Some of the highlights so far are the Sinofsky email quoted in the article, Dell's Vista RTM post mortem, and the chart of Vista crash causes for 2007 on page 47 (NVidia is #1 at around 480000)

Interesting reading for those that followed the whole Vista release saga.
YearOfTheLinuxDesktop
YearOfTheLinuxDesktop
Seven of Niner! Resistance is Futile!
DCMonkey wrote:
Todd Bishop has an article about the Vista Capable class action suit with a link to the full text of emails related to the case, released by the judge:

http://blog.seattlepi.nwsource.com/microsoft/library/vistaexhibitsone.pdf

Some of the highlights so far are the Sinofsky email quoted in the article, Dell's Vista RTM post mortem, and the chart of Vista crash causes for 2007 on page 47 (NVidia is #1 at around 480000)

Interesting reading for those that followed the whole Vista release saga.


why such an high percentual of crashes listed under "Microsoft Coporation"? does that number included crashes in windows code caused by rootkits?
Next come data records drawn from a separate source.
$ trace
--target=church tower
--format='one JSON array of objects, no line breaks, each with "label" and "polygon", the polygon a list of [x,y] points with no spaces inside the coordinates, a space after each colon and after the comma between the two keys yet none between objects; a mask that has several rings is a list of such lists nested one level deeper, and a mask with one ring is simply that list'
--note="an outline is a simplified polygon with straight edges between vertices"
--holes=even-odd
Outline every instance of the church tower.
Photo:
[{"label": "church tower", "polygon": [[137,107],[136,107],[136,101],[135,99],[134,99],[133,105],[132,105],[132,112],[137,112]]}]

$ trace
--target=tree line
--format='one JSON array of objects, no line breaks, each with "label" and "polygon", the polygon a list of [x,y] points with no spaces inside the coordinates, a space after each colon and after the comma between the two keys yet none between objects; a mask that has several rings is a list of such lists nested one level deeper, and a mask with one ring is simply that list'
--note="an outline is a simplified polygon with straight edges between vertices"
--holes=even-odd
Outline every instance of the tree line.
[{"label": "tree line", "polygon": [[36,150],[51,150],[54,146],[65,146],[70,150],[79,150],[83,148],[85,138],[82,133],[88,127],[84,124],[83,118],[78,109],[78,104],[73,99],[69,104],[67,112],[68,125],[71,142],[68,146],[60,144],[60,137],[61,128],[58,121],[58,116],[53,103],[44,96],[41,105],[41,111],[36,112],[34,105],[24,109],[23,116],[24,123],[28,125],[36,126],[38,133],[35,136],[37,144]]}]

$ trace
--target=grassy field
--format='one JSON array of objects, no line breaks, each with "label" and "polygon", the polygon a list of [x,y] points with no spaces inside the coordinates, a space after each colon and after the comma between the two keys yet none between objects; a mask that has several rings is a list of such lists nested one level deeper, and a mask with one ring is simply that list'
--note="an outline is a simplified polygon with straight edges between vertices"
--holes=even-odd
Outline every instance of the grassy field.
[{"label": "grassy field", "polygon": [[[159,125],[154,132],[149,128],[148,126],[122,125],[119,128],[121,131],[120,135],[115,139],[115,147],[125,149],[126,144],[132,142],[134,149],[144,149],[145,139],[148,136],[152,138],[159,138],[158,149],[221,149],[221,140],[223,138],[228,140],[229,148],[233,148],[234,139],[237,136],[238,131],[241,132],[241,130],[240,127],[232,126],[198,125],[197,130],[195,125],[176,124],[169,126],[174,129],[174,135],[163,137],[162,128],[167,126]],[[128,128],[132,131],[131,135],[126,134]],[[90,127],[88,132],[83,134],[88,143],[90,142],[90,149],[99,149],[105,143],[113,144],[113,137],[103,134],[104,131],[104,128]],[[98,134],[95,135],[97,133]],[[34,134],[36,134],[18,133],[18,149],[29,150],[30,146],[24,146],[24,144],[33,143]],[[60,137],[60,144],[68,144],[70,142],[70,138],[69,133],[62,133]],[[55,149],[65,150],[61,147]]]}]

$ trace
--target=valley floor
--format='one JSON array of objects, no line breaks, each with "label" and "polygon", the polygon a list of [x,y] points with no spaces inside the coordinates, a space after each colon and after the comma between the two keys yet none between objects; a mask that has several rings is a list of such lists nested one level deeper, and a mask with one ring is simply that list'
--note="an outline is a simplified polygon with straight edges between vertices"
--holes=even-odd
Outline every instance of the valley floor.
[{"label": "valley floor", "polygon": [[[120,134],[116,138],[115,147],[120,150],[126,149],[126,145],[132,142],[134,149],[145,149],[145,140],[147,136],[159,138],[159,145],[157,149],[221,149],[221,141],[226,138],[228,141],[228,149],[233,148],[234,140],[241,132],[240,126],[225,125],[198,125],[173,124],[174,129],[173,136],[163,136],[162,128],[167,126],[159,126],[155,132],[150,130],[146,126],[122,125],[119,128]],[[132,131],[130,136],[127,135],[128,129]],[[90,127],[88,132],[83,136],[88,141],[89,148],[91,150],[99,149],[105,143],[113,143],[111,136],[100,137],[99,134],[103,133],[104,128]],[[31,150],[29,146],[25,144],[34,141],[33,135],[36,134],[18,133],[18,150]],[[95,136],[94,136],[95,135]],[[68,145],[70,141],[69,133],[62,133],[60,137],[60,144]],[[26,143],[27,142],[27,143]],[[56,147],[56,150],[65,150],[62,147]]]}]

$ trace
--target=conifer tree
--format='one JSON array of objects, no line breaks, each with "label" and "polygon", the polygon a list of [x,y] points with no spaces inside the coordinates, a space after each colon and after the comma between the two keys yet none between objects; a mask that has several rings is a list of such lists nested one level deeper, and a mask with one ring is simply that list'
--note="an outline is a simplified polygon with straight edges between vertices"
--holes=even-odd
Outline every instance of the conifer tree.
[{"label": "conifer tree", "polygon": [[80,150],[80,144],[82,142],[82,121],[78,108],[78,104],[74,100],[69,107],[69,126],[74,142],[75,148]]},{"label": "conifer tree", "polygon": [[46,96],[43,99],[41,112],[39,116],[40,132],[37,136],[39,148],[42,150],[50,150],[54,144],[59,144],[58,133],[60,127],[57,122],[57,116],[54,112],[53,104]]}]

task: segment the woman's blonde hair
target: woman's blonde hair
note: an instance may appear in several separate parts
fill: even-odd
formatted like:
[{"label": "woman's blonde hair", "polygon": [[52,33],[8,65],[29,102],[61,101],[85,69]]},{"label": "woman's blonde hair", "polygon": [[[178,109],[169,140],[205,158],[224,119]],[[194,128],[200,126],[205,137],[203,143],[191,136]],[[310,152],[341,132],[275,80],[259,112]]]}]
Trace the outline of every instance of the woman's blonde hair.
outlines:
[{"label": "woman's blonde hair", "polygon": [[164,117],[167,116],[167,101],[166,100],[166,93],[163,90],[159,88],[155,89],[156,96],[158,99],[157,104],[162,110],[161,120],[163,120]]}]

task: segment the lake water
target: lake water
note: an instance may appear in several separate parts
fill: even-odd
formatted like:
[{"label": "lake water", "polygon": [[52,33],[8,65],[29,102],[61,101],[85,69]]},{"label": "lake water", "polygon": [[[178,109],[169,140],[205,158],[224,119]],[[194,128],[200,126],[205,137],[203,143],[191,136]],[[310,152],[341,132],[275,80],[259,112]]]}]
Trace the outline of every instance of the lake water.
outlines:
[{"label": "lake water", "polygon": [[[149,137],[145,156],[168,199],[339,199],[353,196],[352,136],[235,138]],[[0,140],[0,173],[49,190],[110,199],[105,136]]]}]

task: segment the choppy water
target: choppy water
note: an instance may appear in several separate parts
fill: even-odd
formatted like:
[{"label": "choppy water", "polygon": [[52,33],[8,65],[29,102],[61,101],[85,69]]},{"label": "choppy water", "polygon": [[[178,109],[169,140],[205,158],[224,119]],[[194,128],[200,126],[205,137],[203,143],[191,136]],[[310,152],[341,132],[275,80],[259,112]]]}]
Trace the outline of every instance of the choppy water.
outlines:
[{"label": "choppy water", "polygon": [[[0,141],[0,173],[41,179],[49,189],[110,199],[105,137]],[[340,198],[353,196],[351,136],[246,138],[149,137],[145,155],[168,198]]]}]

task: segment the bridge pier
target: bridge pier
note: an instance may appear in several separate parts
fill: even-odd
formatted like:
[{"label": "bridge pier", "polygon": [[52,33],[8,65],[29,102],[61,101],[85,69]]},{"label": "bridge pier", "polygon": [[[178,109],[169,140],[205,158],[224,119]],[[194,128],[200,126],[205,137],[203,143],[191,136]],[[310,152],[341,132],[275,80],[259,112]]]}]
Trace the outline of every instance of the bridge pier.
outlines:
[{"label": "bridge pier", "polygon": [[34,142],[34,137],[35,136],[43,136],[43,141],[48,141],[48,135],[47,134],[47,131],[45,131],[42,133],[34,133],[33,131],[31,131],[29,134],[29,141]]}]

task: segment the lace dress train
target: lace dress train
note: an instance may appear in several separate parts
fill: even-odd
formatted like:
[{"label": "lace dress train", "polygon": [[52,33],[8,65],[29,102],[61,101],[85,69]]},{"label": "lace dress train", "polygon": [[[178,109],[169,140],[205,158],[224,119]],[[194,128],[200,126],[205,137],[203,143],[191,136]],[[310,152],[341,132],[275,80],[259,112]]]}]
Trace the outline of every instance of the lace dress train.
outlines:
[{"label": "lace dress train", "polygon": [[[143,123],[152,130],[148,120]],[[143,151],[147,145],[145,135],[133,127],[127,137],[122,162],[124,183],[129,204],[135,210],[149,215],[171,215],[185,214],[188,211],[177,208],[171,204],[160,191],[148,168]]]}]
I think so, it happened pretty rarely to me to see windows crashing because of MS drivers and most of those crashes were triggered by something else (rootkits, driver that wrote in the wrong memory places, bad memory, et.)
Two reasons for the unexpectedly high Microsoft Corporation count: if a failure isn't known or obvious to the auto-triage system, it might by default go into the Microsoft bucket.  The other reason is that drivers might corrupt data structures or cause similar problems that will only result in a crash down the line, in Microsoft code.  An example of this is if you pass the wrong kind of memory to any of the kernel wait functions.  You'll only find out about this down the line when the wait gets satisfied, and only in some particular circumstances...  in this case it would appear to be a Microsoft component faulting to the auto-triager.